74. Venedik Film Festivali’nde en heyecanla beklenen yapım, Darren Aronofsky’nin Jennifer Lawrence, Javier Bardem, Michelle Pfeiffer, Ed Harris, Domhnall Gleeson ve Kristen Wiig gibi isimlerden oluşan dev bir kadroyla çektiği mother! filmiydi. Dün önce basının karşısına çıkan, ardındansa galası gerçekleşen film izleyenleri ikiye böldü.
İlk basın gösterimi sonrası cılız alkış ve yuhalamalarla karşılanan mother! ile ilgili bu tepkiler hemen sosyal medyaya da düştü tabii. Bunun etkisi de olabilir, basına yapılan ikinci gösterimde hem alkış hem de yuhalamalar daha şiddetliydi. Avrupalı eleştirmenlerin daha olumsuz yaklaştığı filme karşı Amerikalı sinema yazarlarının tam zıt tepkiler verdiğini söylemek mümkün.

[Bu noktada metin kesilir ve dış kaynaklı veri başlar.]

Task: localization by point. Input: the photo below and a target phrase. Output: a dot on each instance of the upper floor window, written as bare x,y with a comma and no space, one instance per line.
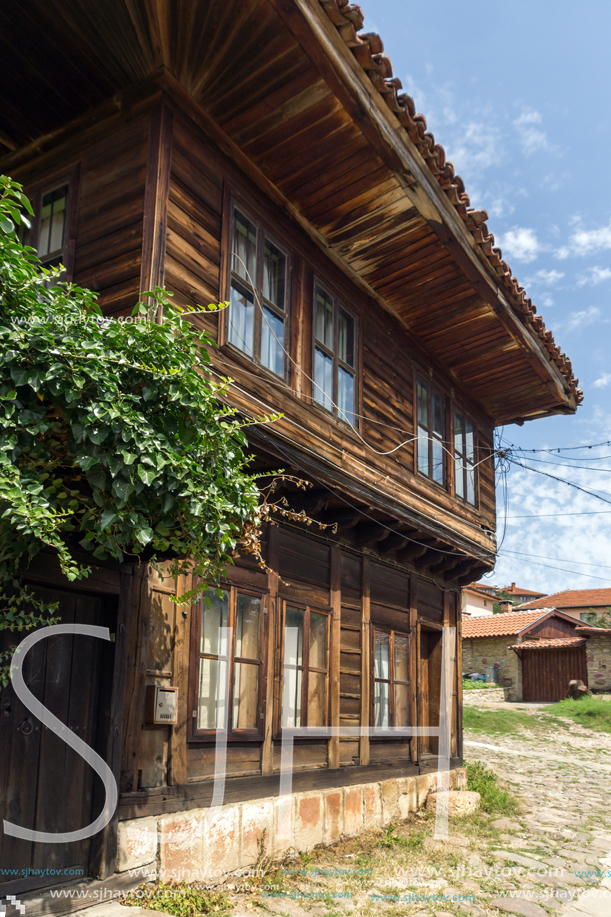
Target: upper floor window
390,679
305,667
334,385
234,691
464,458
431,427
258,298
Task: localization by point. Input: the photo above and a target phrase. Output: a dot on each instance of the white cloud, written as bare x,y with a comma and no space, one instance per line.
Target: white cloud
532,138
595,276
520,244
602,381
586,241
546,277
583,318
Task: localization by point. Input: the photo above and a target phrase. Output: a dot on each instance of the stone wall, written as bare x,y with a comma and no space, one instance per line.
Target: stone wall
598,654
188,847
483,651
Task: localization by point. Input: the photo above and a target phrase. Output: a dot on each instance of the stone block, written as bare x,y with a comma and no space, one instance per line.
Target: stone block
390,801
353,810
284,824
308,821
136,843
372,806
257,831
180,847
221,841
334,816
460,802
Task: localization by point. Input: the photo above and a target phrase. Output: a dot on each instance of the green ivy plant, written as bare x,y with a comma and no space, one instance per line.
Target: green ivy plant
113,438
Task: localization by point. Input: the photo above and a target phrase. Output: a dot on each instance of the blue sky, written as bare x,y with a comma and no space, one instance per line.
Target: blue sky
518,95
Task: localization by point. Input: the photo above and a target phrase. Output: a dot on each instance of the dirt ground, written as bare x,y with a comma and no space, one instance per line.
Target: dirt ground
549,858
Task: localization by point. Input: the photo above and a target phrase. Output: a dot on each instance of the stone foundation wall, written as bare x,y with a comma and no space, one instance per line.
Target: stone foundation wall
182,846
477,654
598,653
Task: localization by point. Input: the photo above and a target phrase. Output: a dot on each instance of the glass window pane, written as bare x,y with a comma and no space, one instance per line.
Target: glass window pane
318,641
272,341
324,318
242,319
345,395
423,451
401,705
245,695
291,698
274,274
459,477
323,379
458,433
471,485
469,441
401,658
248,610
293,636
211,696
423,404
437,414
437,461
382,655
245,248
317,699
381,702
212,619
345,343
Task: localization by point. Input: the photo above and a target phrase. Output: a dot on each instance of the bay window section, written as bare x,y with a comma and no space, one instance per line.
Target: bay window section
464,458
334,385
430,434
391,699
229,677
258,294
305,668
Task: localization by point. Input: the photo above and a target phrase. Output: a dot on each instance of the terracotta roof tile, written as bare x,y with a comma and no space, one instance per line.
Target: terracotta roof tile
557,643
368,48
503,625
572,598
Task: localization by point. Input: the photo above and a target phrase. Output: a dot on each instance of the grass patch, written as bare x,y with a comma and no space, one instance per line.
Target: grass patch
592,712
495,800
179,900
499,722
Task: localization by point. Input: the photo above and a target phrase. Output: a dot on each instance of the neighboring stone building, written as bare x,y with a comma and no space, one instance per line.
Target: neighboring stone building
582,604
534,654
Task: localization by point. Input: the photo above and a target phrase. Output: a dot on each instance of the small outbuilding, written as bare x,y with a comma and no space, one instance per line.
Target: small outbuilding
534,654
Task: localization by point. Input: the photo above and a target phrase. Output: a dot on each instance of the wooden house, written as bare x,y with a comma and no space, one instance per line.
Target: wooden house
261,152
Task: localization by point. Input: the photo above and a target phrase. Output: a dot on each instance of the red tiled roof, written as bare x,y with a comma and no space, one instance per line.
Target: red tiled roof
513,590
572,598
557,643
368,50
503,625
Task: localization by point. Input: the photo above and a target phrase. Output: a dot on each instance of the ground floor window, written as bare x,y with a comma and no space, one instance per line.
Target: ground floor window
391,696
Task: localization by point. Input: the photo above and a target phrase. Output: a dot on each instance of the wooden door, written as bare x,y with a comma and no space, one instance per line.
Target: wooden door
546,672
44,784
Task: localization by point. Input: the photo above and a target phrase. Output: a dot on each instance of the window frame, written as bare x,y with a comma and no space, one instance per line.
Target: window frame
306,668
197,735
419,378
457,411
233,204
392,681
337,362
36,192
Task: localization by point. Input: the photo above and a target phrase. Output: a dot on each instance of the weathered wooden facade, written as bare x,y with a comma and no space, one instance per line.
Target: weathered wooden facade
259,153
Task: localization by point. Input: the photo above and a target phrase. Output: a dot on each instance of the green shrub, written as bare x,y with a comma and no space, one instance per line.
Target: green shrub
495,800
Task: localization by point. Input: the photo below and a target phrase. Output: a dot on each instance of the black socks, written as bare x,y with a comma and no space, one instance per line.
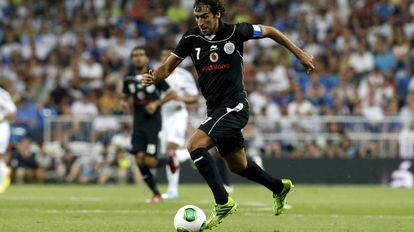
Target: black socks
149,179
207,168
255,173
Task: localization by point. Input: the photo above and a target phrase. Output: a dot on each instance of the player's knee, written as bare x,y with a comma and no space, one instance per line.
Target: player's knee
194,144
237,167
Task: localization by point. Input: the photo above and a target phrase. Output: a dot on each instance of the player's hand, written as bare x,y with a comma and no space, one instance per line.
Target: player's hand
307,61
148,78
151,107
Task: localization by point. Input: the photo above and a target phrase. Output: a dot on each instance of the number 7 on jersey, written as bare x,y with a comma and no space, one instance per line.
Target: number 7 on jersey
198,50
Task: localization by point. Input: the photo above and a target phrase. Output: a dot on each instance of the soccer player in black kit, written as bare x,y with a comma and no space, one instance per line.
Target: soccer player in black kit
147,119
216,49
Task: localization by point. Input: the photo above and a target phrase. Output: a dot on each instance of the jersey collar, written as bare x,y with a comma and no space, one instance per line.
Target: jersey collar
211,37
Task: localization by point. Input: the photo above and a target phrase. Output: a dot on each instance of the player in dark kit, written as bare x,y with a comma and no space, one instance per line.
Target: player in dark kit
216,49
147,119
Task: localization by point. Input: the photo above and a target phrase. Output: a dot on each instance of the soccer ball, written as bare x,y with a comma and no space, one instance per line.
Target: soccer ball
189,218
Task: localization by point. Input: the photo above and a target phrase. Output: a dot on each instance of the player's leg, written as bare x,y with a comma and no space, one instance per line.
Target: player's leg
198,146
238,164
174,136
223,170
4,173
140,148
172,177
4,170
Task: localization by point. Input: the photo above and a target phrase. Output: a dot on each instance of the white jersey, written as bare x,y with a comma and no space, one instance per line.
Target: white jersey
183,83
7,106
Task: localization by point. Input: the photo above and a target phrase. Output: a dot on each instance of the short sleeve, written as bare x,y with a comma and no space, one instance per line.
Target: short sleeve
183,48
247,31
191,86
125,89
163,86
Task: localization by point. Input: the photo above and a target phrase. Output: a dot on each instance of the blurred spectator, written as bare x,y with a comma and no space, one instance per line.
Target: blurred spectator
406,140
90,72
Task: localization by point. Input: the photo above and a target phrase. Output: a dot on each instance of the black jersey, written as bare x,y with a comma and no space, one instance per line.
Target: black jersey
142,96
219,61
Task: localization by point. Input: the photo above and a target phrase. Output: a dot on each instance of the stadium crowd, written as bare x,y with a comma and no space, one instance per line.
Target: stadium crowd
69,58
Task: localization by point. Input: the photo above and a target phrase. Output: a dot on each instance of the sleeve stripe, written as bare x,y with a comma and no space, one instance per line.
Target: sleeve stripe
177,56
257,31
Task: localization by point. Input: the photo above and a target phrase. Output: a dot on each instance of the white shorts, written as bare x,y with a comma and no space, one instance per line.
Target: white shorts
4,136
173,129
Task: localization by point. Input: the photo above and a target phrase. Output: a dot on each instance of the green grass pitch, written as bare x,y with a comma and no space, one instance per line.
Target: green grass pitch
122,208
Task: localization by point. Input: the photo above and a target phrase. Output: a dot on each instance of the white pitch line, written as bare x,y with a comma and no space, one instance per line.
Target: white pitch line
244,212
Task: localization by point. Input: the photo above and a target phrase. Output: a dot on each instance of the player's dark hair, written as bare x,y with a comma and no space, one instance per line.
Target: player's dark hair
215,6
137,48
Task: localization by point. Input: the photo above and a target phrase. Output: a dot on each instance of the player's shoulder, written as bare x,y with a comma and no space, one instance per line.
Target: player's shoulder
192,32
3,92
183,71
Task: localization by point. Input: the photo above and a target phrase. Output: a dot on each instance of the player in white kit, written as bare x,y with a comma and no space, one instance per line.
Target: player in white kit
174,122
7,111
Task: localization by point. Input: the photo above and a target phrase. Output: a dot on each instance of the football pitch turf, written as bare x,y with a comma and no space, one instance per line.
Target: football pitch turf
122,208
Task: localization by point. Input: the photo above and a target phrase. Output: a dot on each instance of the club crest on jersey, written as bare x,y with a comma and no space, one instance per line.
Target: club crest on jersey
229,48
214,57
213,48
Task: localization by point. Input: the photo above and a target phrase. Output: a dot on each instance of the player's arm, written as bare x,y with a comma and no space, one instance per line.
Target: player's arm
279,37
188,99
162,72
9,109
153,106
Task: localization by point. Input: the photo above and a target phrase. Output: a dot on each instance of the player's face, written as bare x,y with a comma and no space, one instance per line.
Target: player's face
139,58
206,21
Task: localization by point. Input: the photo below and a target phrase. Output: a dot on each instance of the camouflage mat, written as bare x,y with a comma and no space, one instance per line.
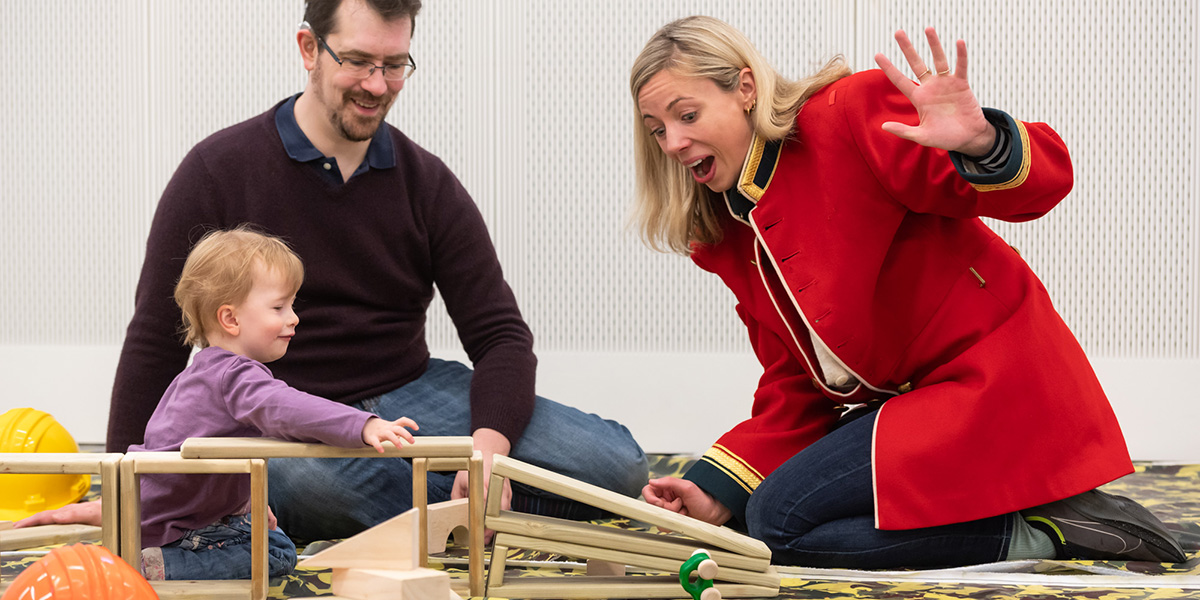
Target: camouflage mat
1170,491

Doğanın ortasındaki tek bir müstakil evin içinde geçen mother!, Bardem’in canlandırdığı ünlü şair ile kendinden yaşça oldukça küçük eşinin arasında geçiyor. Bir akşam eve gelen davetsiz bir misafirle tetiklenen olaylar, çiftin özel alanlarına müdahalenin gitgide arttığı, genç kadını şiddeti anbean artan bir kabusun içine sürükleyen bir sürece dönüşüyor.
Gün içinde düzenlenen basın toplantısında, Darren Aronofsky filmini öncelikle dinler mitolojisine ve başlangıcından bugüne dek insanlık tarihine dair bir alegori olarak tanımladı. Ancak filmi birden fazla okumaya olanak sağlayacak şekilde kurduğunu da söyledi. Kadın ve doğa ilişkisine dair bir tarafı olduğunu da ekledi. Bugüne kadar tüm projelerini senelere yayılan süreçlerde kurduğunu ama ilk kez mother!’ı 5 gün içinde tasarladığını, filmin sanki içgüdüsel bir şekilde sayfalara döküldüğünü belirtti. Bu yorum aslında filmin otobiyografik bağlantıları da olabilecek okumasını daha mantıklı kılıyor.
mother!’ı genel olarak sanatçı egosuna, sanatçının esin kaynakları ve hayranlarıyla kurduğu ilişkiye, daha spesifik olarak erkek sanatçıların ilham perileriyle ilişkilerine dair bir film olarak okumak mümkün. Sadece mümkün de değil, bu gözle bakmak filmi hem daha ilginç kılıyor hem de her şey yerli yerine oturuyor. Hayatına giren kadınlardan, onların kendisine hayranlığından, kurdukları yaşam alanından, en üst duygusal düzeyde beslenen, hatta onları fark ettirmeden sömüren; yaratıcı tarafını besleyecek her türlü şiddetli duyguyu hayatına, o hayatı paylaştığı insanın nasıl etkilendiğine aldırış etmeden, davet eden; o ilişkiyi tükenene kadar kullanıp sonra da yerine yenisini koyan bir sanatçı egosundan bahsediyor Aronofsky. Bunu yaparken kendini fazla ciddiye alan bir sinemasal tavrı var.
Hem bu kendini fazla önemseyen tavır hem filmin gittiği bazı aşırı uçlar (bir arkadaşımızın filmin ilk gösterimi sırasında kusmaya başlayıp salonu terk ettiğini eklemeden edemeyeceğim) hem de filmin Aronofsky’nin de rahatsız edici ölçüde egosantrik bir adam olduğu hissini uyandırması, bazı izleyicileri rahatsız etti, etmeye de devam edecektir. Filmin Aronofsky’nin Rachel Weisz ile evliliği ve ayrılığı hakkında olduğu ihtimalini de akılda tutmak gerek. Hatta şimdi Jennifer Lawrence’la birlikteliği bile mother!’ın bu okumasını daha ilginç kılıyor. Filmin bu yorumuna dair bir soru geldiğinde Aronofsky’nin bu topa hiç girmemesi ve soruya Javier Bardem’in kendi rolü üzerinden cevap vermesi de öyle…
Her koşulda, gerçek dünya algısıyla ve rasyonel bir bakış açısıyla yaklaşılmaması, bir alegori olduğunun unutulmaması gereken bir film mother!.
Ülkemizde 29 Eylül’de vizyona girecek olan filmle ilgili tartışmalar önümüzdeki haftalarda devam edecektir. Son olarak, Venedik en başta Jennifer Lawrence gibi bir yıldızı ağırlamanın da heyecanını yüksek bir şekilde yaşadı diyelim.